# Duocast capacitor question



## Stephenthegun (Jul 4, 2022)

I realised I don't have any 330p caps laying around for this build. I do have 390p caps. How big of a difference would it make to just use the 390p cap? I am basically an idiot when it comes to understanding circuits so not sure what it would do to the tone if anything. Any help is appreciated, thanks!


----------



## swyse (Jul 5, 2022)

I looked at the schematic and it looks like its just a capacitor (C2) on the input to filter RF signals from entering the pedal to me. I think you wouldn't notice a difference at all.


----------



## Stephenthegun (Jul 5, 2022)

Thanks for the reply. So, while I may not notice the difference am I right to think that it will technically allow more bass into the circuit? 

I know this probably isn't the place for this, but, as someone who seems to be as dense as a slab of granite when it comes to understanding how circuits work in guitar pedals, does anyone who also may have started with no electronic knowledge have any good online resources?


----------



## temol (Jul 5, 2022)

Stephenthegun said:


> while I may not notice the difference am I right to think that it will technically allow more bass into the circuit?


No. If anything, then C1. But C1 is already big enough that a further increase in the value will not change much.


----------



## Stephenthegun (Jul 5, 2022)

temol said:


> No. If anything, then C1. But C1 is already big enough that a further increase in the value will not change much.


Thanks for the help, I will put in the 390p and call it good.


----------



## swyse (Jul 8, 2022)

Stephenthegun said:


> Thanks for the reply.

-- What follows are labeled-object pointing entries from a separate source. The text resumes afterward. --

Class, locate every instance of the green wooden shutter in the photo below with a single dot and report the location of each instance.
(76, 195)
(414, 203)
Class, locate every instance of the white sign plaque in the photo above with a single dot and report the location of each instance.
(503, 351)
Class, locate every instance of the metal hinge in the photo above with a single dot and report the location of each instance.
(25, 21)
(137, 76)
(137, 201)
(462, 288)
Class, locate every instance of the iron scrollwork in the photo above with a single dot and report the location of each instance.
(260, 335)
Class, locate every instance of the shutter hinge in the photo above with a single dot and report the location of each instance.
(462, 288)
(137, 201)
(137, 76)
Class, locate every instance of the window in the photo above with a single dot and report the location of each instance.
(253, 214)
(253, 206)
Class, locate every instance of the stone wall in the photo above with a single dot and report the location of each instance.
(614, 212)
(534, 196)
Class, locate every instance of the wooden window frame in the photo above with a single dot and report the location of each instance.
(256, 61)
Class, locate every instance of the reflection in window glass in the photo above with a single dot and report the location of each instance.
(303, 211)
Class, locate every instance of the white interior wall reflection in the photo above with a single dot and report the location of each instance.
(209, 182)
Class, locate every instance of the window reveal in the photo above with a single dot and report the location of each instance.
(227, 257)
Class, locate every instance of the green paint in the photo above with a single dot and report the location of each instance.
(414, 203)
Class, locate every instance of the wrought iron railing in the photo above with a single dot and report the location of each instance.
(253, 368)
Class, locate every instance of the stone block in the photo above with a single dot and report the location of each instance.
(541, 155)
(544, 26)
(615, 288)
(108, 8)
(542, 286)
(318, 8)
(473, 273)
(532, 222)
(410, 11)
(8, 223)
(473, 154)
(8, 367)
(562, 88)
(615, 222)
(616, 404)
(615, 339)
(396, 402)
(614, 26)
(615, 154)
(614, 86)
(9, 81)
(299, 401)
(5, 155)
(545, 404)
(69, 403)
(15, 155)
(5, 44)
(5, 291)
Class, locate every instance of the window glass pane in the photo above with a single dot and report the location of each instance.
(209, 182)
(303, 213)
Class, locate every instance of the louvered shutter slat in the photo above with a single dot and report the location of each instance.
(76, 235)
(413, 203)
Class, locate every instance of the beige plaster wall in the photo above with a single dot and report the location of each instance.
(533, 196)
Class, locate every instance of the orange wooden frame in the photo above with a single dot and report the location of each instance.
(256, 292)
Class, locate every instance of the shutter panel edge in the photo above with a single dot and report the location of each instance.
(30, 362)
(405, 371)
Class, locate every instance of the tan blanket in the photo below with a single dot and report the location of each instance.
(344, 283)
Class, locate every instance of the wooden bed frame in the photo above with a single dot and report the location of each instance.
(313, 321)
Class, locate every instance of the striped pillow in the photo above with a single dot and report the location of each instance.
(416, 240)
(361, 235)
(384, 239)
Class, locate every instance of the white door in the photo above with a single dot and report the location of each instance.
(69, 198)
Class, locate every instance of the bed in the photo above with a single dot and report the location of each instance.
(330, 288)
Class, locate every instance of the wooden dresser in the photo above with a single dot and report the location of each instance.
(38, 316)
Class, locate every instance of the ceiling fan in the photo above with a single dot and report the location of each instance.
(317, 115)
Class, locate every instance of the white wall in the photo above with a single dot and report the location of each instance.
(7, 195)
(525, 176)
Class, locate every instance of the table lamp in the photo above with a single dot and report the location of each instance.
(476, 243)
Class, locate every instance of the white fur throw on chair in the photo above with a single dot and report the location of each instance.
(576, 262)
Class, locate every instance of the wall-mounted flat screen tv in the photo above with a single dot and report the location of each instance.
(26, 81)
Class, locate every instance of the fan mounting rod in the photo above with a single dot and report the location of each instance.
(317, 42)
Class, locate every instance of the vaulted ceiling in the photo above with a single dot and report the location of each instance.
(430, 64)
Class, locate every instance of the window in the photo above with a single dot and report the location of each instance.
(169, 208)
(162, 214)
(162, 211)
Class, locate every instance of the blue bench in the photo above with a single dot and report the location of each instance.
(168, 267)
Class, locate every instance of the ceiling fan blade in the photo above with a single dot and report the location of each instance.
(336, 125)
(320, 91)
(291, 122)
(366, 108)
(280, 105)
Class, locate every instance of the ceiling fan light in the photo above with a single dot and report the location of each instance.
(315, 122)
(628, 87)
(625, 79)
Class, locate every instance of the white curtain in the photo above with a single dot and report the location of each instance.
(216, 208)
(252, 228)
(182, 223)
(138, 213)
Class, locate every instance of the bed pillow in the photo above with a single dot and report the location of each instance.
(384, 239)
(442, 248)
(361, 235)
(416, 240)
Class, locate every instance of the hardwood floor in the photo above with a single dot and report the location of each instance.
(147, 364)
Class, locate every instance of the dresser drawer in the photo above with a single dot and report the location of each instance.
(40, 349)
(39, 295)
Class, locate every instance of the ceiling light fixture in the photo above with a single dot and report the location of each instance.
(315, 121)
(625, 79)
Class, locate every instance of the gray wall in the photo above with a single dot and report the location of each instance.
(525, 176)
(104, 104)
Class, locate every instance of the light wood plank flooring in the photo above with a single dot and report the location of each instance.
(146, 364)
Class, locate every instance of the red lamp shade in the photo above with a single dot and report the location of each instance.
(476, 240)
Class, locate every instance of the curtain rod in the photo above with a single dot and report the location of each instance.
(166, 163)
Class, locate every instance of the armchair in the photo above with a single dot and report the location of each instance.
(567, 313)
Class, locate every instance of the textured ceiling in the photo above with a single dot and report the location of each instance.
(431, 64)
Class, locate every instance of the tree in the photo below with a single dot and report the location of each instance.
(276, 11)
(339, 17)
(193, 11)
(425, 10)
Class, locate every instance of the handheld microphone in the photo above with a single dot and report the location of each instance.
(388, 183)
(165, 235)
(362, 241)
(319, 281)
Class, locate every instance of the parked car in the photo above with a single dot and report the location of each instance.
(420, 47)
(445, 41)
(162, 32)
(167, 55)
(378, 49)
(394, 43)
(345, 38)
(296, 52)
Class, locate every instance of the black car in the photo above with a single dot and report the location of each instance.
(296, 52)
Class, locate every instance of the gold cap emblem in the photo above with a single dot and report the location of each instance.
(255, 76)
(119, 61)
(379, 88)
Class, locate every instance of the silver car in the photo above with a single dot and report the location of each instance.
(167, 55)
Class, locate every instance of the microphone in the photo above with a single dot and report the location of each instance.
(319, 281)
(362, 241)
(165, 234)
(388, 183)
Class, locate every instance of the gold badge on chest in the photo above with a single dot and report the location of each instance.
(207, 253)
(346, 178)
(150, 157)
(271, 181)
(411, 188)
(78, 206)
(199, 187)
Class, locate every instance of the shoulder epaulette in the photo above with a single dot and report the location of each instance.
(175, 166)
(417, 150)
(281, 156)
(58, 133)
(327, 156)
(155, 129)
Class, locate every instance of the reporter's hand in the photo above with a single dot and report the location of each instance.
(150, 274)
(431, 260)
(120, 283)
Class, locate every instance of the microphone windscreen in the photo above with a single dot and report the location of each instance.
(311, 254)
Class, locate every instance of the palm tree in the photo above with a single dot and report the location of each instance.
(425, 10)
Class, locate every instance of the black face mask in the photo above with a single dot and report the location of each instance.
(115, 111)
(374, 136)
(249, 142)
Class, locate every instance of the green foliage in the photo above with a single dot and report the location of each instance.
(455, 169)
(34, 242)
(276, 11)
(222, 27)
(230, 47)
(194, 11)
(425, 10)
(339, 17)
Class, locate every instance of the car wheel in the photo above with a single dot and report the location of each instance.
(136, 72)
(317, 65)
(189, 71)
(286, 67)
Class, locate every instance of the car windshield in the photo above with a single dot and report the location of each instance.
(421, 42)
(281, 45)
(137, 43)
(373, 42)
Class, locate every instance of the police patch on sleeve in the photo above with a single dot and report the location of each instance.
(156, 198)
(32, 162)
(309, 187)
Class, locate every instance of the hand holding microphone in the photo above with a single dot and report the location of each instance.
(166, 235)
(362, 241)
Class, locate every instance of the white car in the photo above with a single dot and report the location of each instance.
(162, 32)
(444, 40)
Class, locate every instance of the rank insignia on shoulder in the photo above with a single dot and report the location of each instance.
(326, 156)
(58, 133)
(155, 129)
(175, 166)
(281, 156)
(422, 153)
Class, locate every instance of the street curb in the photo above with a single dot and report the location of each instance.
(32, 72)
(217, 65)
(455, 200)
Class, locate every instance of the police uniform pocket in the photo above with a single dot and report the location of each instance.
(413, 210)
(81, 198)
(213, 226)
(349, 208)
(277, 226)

So, while I may not notice the difference am I right to think that it will technically allow more bass into the circuit?
> 
> I know this probably isn't the place for this, but, as someone who seems to be as dense as a slab of granite when it comes to understanding how circuits work in guitar pedals, does anyone who also may have started with no electronic knowledge have any good online resources?


As temol said, C1 is going to set your bass because it makes a high pass filter with the vref, the c2 capacitor is dumping to ground, so its a low pass. 

if you just want to look at how circuits work, I find the electrosmash and geofex articles on classic pedals go pretty indepth and explain whats happening well. After you learn the basics you can start to recognize the building blocks and elements in other circuits.


----------



## Stephenthegun (Jul 8, 2022)

swyse said:


> As temol said, C1 is going to set your bass because it makes a high pass filter with the vref, the c2 capacitor is dumping to ground, so its a low pass.
> 
> if you just want to look at how circuits work, I find the electrosmash and geofex articles on classic pedals go pretty indepth and explain whats happening well. After you learn the basics you can start to recognize the building blocks and elements in other circuits.


Thanks for the help and the websites. I will check them out as I would really like to learn so I don't have to come on here and look stupid, haha.


----------